Cognitive Vision: On Deep Semantics in Visuo-Spatial Computing
Mehul Bhatt (Orebro University, and University of Bremen), and
Jakob Suchan (University of Bremen)
This tutorial at AAAI 2018 presents cognitive vision from the perspectives of language, logic, and artificial intelligence. The tutorial focusses on application areas where explainability and semantic interpretation of dynamic visuo-spatial imagery are central, e.g., for commonsense scene understanding; vision for robotics and HRI; narrative interpretation from the viewpoints of visuo-auditory perception & digital media, multimodal sensemaking of data.

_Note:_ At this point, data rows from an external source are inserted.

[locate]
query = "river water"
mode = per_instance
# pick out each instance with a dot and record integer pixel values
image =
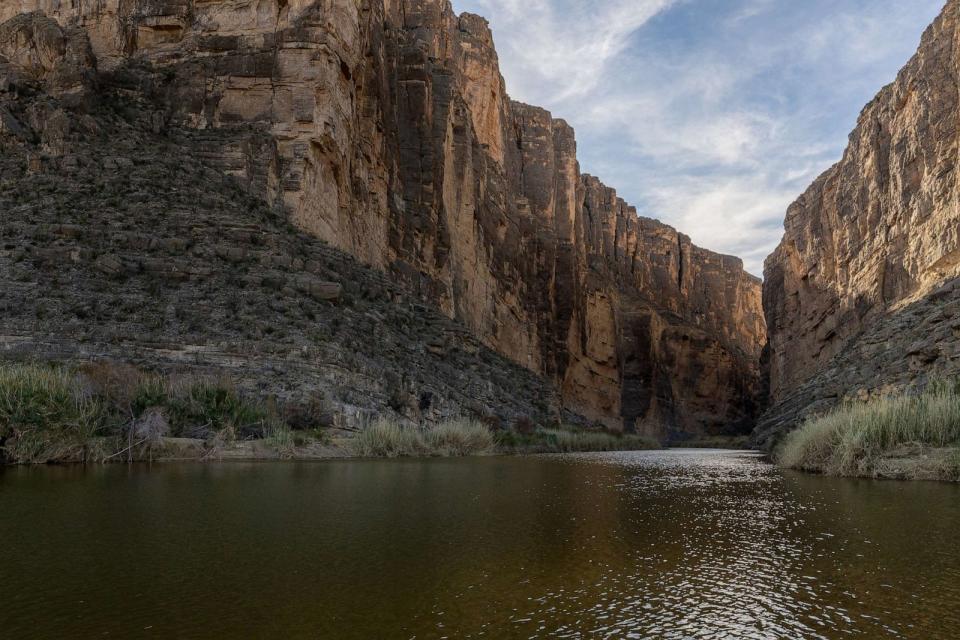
(675, 544)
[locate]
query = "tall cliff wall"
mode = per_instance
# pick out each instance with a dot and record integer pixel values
(861, 296)
(392, 137)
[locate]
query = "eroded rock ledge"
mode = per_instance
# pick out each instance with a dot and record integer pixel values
(384, 128)
(862, 297)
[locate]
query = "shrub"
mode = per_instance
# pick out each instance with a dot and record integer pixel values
(460, 437)
(573, 440)
(387, 439)
(44, 414)
(852, 438)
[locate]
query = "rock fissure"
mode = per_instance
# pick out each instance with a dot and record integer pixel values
(384, 128)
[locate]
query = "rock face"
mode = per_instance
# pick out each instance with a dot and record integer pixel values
(384, 128)
(861, 296)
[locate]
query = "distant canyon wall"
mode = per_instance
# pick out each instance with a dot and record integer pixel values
(861, 297)
(392, 137)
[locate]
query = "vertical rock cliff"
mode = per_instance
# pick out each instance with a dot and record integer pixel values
(384, 128)
(861, 297)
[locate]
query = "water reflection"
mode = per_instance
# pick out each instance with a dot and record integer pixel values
(633, 545)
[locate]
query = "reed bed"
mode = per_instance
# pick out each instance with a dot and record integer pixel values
(857, 438)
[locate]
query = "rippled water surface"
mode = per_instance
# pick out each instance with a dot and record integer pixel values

We particularly highlight Deep (Visuo-Spatial) Semantics, denoting the existence of systematic formalisation and declarative programming methods -e.g., pertaining to space and motion- supporting query answering, relational learning, non-monotonic abductive inference, and embodied simulation. Here, we particularly demonstrate the integration of methods from knowledge representation and computer vision with a focus on reasoning & learning about space, action, and change. In the backdrop of areas as diverse as architecture design, cognitive film studies, cognitive robotics, and eye-tracking, this tutorial covers both applications and basic methods concerned with topics such as:
– explainable visual perception,
– semantic video understanding,
– language generation from video,
– declarative spatial reasoning, and
– computational models of narrative.
No special background needed; participants need only be generally interested in AI, Cognitive Science, or HCI. We especially encourage early doctoral researchers, and educators wanting to learn about general tools for logic-based reasoning about visual imagery.